Proving once again that any history can be made into formulaic feel-good pablum, Daniel Bruehl vehicle “Lessons of a Dream” hits all the expected revisionist PC notes in positing soccer’s arrival as a liberating force in stuffy late-19th-century Germany. As chockfull of up-with-people inspirational uplift as its title indicates, this handsome but thoroughly contrived diversion will fill slots adequately in limited offshore theatrical and wider ancillary placements.
Hired to launch English-language instruction at a militaristic boys’ academy in 1874, native German Konrad Koch (Bruehl) has just returned from four years’ study at Oxford, which apparently was a hotbed of progressive thought and instruction by comparison.
The students, accustomed to maximum rigidity, are initially more nonplussed than pleased by his attempts to make learning more participatory. Fed up by their intransigence, he eventually marches them into the gymnasium — usually the site of dull strength-demonstration exercises — and with the ball he’s carried like a precious babe from Britain, introduces them to this disconcertingly fun sport as a means of drilling vocabulary.

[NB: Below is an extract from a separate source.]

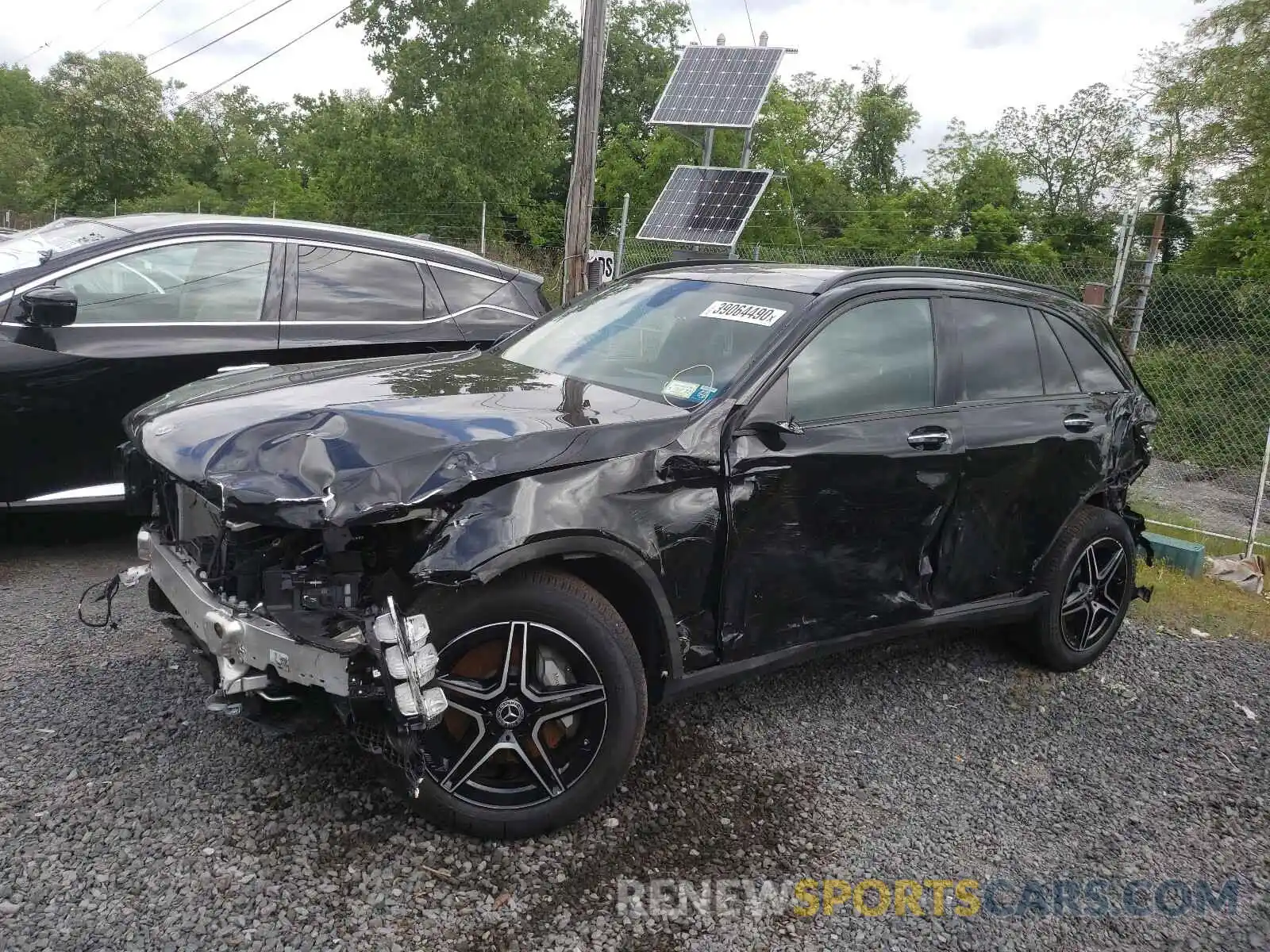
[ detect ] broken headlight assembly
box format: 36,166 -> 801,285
366,595 -> 446,730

Even this modest break from convention seems wave-making at an institution whose headmaster (Burghart Klaussner) and staff bow to the xenophobic proprieties of wealthy local businessman Hartung (Justus von Dohnanyi), heavy-handed head of the school’s funding board. Hartung and Koch soon clash, with Hartung’s proto-Nazi Youth son Felix (Theo Trebs) expected to play classroom informer so daddy can get rid of this untoward interloper.
Echoing pop’s prejudices, Felix also leads the bullying of Joost (Adrian Moore), a lowly factory worker’s son who as the first beneficiary of a charity scholarship is clearly to be discouraged whenever possible. Of course, he turns out to be a natural at soccer, just as the likewise parentally nagged fat kid (Till Valentin Winter) proves a born goalie.
For the benefit of contempo audiences, lower-class women are made spunky and resourceful, snobbish gentry get put in their place, tolerance lessons are learnt all around, convenient last-minute solutions arise to equally predictable obstacles, romantic interests arrive on cue, and it naturally all ends in a thrilling soccer match (guess who wins). There’s even a “Spartacus” moment when the freshly untamed students all confess to one mate’s offense.
While there is some actual truth buried in “Dream” (a closing title notes that this controversially “foreign” sport remained banned in conservative Bavaria as late as 1927), Philipp Roth and Johanna Stuttmann’s screenplay makes every narrative turn feel driven by demographically targeted marketing data. Likewise first-time feature helmer Sebastian Grobler handles his duties with professional assurance, but demonstrates no individual style or personality.
Perfs are satisfactory, tech/design aspects polished.